Lamento (ou não) dizer que desta Lei, tal como está redigida, não sai nada que possa ajudar as nossas árvores, pelo menos em tempo útil; nada sai de útil para evitar que sejam mutiladas e destruídas, arrancadas.
Vejamos a Lei:
Guia de boas práticas (artigo 6.º)
Só o nome causa calafrios. Quando não se quer fazer nada, faz-se um guia; quando não se quer legislar de forma efectiva, faz-se um guia e não um Código. 6 meses para o Governo elaborar este guia. Entretanto …
Regulamento municipal de gestão do arvoredo urbano (artigo 7.º, 8.º e 9.º )

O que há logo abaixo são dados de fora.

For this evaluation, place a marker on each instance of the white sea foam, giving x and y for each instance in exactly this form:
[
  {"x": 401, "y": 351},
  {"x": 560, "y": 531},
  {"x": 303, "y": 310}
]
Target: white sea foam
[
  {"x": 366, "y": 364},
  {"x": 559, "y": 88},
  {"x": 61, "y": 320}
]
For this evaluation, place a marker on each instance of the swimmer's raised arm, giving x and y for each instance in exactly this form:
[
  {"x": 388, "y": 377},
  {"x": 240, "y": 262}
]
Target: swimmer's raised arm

A ser elaborado pelas Câmaras Municipais no prazo de um ano após a entrada em vigor do diploma. Mesmo sendo de 1 ano, quase de certeza que ele não será cumprido. Haverá coisas mais importantes na vida dos municípios…
Depois há o cinismo com que as Câmaras vão encarar este guia. Vão ver que enquanto o Governo não coloca cá fora o tal guia de boas práticas, os municípios ficam legitimados a fazer NADA.
Inventário municipal do arvoredo em meio urbano.
O mesmo do ponto anterior mas, desta feita, a ser feito em 2 anos. Mais uma forma de protelar quase ad aeternum O que pode, eventualmente, ter aplicação imediata são os artigos 15.º, 16.º e 17.º da dita lei. Em princípio e sem depender sequer de regulamentação – assim espero – a preservação do arvoredo face a uma operação urbanística, ou a justificação fundamentada para a sua não manutenção ou a aplicação de medidas de compensação, estão asseguradas para projectos posteriores à entrada em vigor deste diploma. No entanto, como eu sou um pessimista julgo que o que vai acontecer é estas normas apenas serem aplicadas quando existir o tal regulamento municipal. Se repararem no n.º 4 do artigo 16.º remete-se para o tal regulamento municipal, recorde-se, a ser feito no prazo de 1 ano.
Portanto, como está e para aquilo que seria necessário, ou seja, uma intervenção imediata em muitas situações que destruição de arvoredo em espaço urbano, a lei é de uma inutilidade absoluta.